Being a calm, patient adult is important when helping very young children.  Try to remember that your young child is still learning how to understand, cope with, and manage his or her feelings.

I know it can be very hard to be patient during a moment of intense outburst from your child, but if you can keep in mind that your child is daily learning how to manage emotions and navigate life then it is easier to be patient and understanding with him or her.

Every moment imparts a valuable lesson

KEEP EVERYONE SAFE

When emotions run high, toddlers (and even preschoolers) often resort to hitting or slapping (even though it’s often just a knee-jerk reaction to the situation).

Your first step (while remaining calm and patient!) is to keep everyone safe.
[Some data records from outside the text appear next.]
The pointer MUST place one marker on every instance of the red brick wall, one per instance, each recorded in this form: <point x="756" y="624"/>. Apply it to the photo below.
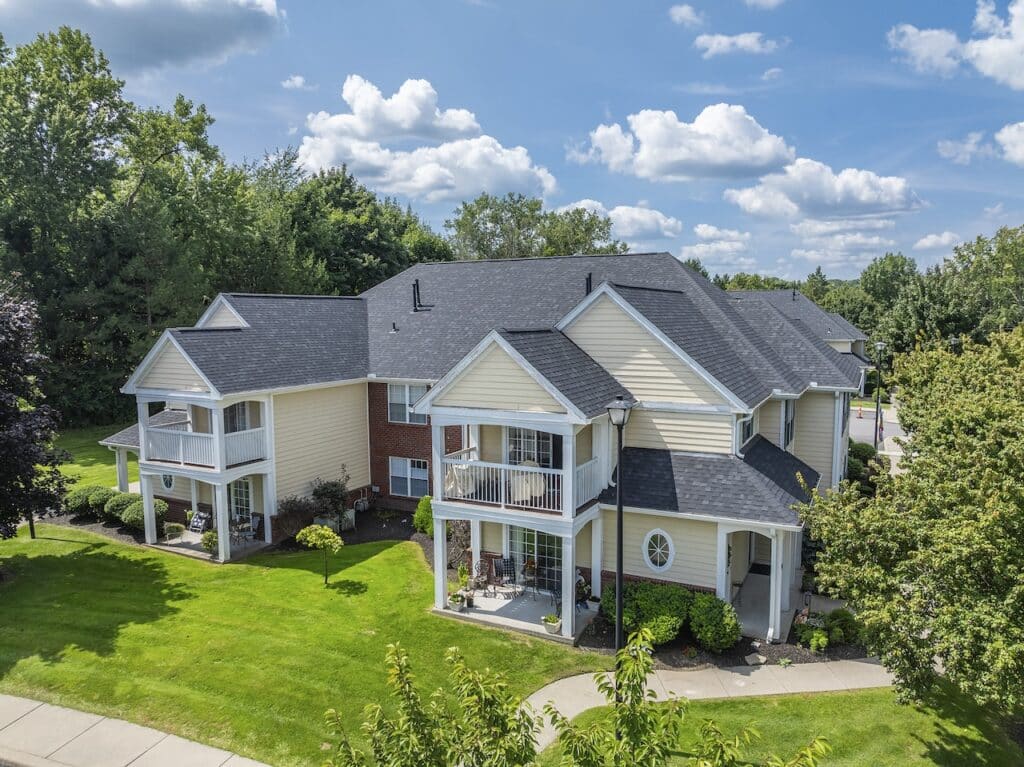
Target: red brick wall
<point x="399" y="440"/>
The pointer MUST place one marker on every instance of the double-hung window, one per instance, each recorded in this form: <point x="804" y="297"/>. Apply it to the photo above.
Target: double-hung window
<point x="790" y="416"/>
<point x="409" y="476"/>
<point x="400" y="398"/>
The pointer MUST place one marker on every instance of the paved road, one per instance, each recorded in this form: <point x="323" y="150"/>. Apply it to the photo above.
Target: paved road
<point x="36" y="734"/>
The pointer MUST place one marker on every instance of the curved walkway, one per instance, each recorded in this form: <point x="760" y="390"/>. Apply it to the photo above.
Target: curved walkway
<point x="573" y="695"/>
<point x="37" y="734"/>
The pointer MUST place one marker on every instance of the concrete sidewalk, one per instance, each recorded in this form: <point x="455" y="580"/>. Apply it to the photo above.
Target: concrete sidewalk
<point x="35" y="734"/>
<point x="573" y="695"/>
If your toddler hits (or is trying to), gently block or move them while stating that hitting is not appropriate. (You may have to repeat this until he or she calms down enough to stop.)

The idea is not to be the brute squad and impose obedience by force, but rather to merely gently stop anyone from getting hurt.

MODEL CALM BEHAVIOR AND REACTIONS

I’ll admit that this is much easier said than done, but while your toddler’s emotions are out of control you need to model calm behavior.

Everything you do is an opportunity for your child to learn (by watching the model: You!) Your child will see you repeatedly being calm (over a long period of time and from many examples) and this will help her to learn to be calm.

Remember your child also learns how to deal with difficult emotions and situations by watching you.

If you tell her not to scream and yell when she’s angry, yet you curse and rage when someone cuts you off in traffic, you’re sending mixed messages and teaching her that angry outbursts are ok sometimes.